与党検討委員会で新幹線長崎ルートの整備方式に関して意見を述べたJR九州の青柳俊彦社長(中央)=東京・永田町の衆院第2議員会館

 九州新幹線長崎ルートの整備方式を巡り、JR九州の青柳俊彦社長は18日、与党プロジェクトチームの検討委員会に出席し、初めて「早期に全線フル規格で開業できることを望む」と表明した。会合では複数の委員から「営業主体の正式な要望で、重く受け止める」という意見が出た。

 青柳氏は、国土交通省が3月30日にまとめた試算を踏まえ、選択肢に上がっているミニ新幹線では工事期間や開業後に在来線の所要時間が増えて便数も減る問題などを列挙し、「事業者、地域のいずれにとっても解決すべき課題がある」と否定的な見解を示した。

 開発が難航しているフリーゲージトレイン(軌間可変電車、FGT)に関しては、「運営は困難」と従来の見解を繰り返した。

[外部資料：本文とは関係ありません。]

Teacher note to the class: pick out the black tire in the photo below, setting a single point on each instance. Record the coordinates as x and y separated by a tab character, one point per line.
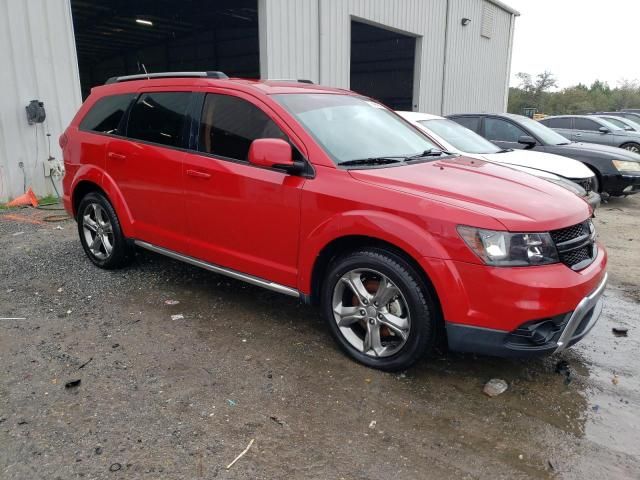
417	297
632	147
121	252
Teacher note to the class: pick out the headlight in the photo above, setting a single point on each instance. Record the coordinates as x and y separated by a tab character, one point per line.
626	165
504	249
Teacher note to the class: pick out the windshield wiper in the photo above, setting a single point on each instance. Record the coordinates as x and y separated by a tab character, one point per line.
432	152
374	161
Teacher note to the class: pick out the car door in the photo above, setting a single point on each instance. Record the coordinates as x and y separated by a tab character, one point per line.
240	216
588	130
503	132
147	166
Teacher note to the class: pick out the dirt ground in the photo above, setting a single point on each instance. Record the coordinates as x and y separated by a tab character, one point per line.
181	398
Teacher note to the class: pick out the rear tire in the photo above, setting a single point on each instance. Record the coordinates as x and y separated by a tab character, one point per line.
100	233
378	309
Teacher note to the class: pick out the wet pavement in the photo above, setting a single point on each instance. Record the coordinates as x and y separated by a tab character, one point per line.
180	399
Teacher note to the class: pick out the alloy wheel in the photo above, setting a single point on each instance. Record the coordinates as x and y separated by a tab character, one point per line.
98	231
371	312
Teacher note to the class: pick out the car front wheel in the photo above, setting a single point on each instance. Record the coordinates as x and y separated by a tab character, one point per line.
378	309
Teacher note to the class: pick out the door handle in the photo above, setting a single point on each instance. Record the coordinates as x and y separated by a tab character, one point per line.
197	174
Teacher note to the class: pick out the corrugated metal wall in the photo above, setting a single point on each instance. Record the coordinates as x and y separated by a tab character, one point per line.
38	58
477	68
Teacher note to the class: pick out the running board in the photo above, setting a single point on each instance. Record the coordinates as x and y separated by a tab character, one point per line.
276	287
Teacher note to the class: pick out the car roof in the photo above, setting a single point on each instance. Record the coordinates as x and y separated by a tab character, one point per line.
264	87
417	116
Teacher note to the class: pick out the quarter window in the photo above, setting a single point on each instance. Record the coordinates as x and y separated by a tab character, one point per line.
106	114
159	118
229	125
502	131
586	124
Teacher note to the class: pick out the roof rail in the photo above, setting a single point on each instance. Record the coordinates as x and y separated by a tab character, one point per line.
298	80
149	76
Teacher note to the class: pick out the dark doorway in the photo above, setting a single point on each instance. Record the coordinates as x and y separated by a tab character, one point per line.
382	65
116	37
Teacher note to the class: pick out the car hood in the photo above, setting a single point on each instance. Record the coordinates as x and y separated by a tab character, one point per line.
612	153
519	201
548	162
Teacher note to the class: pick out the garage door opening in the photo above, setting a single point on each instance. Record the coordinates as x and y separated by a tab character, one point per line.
116	37
383	64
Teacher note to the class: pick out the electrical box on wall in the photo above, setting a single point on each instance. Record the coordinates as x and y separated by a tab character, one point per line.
35	112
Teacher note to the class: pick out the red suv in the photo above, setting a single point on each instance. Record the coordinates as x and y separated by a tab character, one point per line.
325	195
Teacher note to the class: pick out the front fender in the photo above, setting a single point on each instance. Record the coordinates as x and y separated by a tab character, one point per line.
406	235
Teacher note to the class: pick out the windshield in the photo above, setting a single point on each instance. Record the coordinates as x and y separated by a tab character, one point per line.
544	133
352	128
462	139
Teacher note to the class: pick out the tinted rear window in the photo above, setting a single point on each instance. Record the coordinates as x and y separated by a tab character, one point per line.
159	118
106	114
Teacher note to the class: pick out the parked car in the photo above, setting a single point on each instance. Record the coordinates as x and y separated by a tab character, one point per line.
617	170
621	122
593	129
635	116
330	197
453	137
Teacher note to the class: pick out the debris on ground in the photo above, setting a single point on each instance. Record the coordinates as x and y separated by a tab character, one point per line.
562	368
620	331
241	455
85	363
495	387
72	383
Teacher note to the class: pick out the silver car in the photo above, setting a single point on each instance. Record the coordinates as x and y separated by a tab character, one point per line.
592	129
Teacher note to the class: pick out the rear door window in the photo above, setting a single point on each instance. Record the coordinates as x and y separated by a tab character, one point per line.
106	114
229	125
586	124
502	131
159	117
559	123
472	123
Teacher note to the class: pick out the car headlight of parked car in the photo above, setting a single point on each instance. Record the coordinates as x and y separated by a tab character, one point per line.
505	249
626	166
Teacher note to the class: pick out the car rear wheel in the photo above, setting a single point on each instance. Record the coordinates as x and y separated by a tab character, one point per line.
100	233
378	309
632	147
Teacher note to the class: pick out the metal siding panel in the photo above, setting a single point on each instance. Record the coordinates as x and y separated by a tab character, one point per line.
477	67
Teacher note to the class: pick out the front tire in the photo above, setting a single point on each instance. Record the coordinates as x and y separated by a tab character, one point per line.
379	309
100	233
632	147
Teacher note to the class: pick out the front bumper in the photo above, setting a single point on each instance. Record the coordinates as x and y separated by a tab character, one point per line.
619	184
534	338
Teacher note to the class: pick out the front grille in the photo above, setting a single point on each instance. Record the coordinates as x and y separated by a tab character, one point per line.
576	245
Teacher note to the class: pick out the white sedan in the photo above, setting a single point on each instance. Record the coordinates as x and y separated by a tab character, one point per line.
453	137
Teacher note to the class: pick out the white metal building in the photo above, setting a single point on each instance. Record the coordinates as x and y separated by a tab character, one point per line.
436	56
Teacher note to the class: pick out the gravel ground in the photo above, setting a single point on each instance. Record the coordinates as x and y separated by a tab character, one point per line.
181	398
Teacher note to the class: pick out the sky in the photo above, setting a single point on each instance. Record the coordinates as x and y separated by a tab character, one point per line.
579	41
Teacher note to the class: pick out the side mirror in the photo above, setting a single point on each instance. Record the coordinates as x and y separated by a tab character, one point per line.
527	140
271	153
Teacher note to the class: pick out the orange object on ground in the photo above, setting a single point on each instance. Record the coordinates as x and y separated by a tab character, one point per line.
28	198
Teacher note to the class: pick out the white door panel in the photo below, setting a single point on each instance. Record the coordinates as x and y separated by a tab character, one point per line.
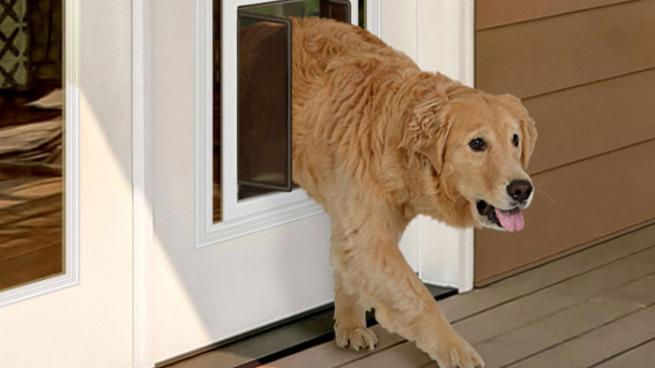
90	324
201	295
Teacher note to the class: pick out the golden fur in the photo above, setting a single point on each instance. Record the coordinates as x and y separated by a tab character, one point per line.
377	141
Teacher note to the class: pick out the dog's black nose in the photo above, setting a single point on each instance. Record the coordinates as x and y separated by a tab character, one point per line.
520	190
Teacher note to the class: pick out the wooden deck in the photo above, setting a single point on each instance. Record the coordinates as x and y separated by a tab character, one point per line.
595	308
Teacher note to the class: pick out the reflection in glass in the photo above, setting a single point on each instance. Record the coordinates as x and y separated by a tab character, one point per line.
31	141
264	92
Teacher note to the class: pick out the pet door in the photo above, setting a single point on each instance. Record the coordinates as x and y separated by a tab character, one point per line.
264	91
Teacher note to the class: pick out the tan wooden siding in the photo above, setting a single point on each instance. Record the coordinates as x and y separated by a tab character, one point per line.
550	54
586	121
573	206
494	13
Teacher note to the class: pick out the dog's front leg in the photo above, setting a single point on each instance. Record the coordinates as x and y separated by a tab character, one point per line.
374	270
350	320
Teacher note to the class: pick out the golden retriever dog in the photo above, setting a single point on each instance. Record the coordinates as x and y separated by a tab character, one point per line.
377	141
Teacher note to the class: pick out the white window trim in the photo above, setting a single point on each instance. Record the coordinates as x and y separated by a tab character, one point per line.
245	216
72	115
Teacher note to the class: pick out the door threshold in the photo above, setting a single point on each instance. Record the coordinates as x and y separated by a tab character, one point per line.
275	341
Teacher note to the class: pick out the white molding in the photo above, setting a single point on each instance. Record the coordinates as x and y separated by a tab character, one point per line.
446	44
239	217
71	169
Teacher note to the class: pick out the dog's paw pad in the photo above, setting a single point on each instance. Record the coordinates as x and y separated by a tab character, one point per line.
358	338
460	356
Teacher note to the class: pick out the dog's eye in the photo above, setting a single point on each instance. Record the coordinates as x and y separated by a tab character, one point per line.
478	144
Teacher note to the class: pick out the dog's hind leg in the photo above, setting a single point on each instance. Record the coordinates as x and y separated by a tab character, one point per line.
350	320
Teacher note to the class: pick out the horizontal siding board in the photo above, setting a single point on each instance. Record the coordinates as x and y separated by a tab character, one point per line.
586	121
494	13
574	205
533	58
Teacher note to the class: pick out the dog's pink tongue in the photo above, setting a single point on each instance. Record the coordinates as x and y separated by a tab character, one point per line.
511	221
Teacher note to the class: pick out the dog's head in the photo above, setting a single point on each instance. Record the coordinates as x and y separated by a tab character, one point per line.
478	146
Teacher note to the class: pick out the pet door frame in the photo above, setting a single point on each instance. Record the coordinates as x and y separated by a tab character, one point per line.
240	217
71	120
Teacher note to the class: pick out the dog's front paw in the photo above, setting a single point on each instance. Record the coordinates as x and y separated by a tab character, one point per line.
455	352
356	338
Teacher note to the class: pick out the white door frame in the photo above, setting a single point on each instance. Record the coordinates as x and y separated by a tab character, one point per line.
444	42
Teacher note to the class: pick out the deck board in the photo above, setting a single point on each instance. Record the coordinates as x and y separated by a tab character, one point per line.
597	345
465	305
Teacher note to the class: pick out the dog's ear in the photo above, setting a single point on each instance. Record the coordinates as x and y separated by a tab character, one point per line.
528	129
428	130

 長崎ルートは新幹線と在来線特急を対面で乗り換える「リレー方式」で2022年度に暫定開業することが決まっているが、青柳氏はFGT量産による本格開業までの「一時的なものとして同意した」と強調した。リレー方式が長期化、固定化すれば収支採算性が成り立たず、「経営上大きな問題になる」とした。

 その上で全線フルは、営業主体として大きな課題がなく、西九州地域全体の発展につながると主張した。

 会合終了後、検討委の山本幸三委員長(自民・衆院福岡10区)は「JR九州の初めての正式な意向を重く受け止める」としつつも、「結論ではない。財源の話もある。佐賀、長崎両県の意見も聞かねばならない」と述べた。今後、両県知事からも意見聴取し、新年度予算概算要求前の7月中をめどに結論を出す方針。

 会合では委員から「まずは在来線を活用するミニ新幹線を検証し、問題点を明らかにしないと理解が進まないのでは」「佐賀県民の間ではリレー方式のままでいいという声が大勢であり、佐賀の負担をどうするかがポイントになる」という意見が出た。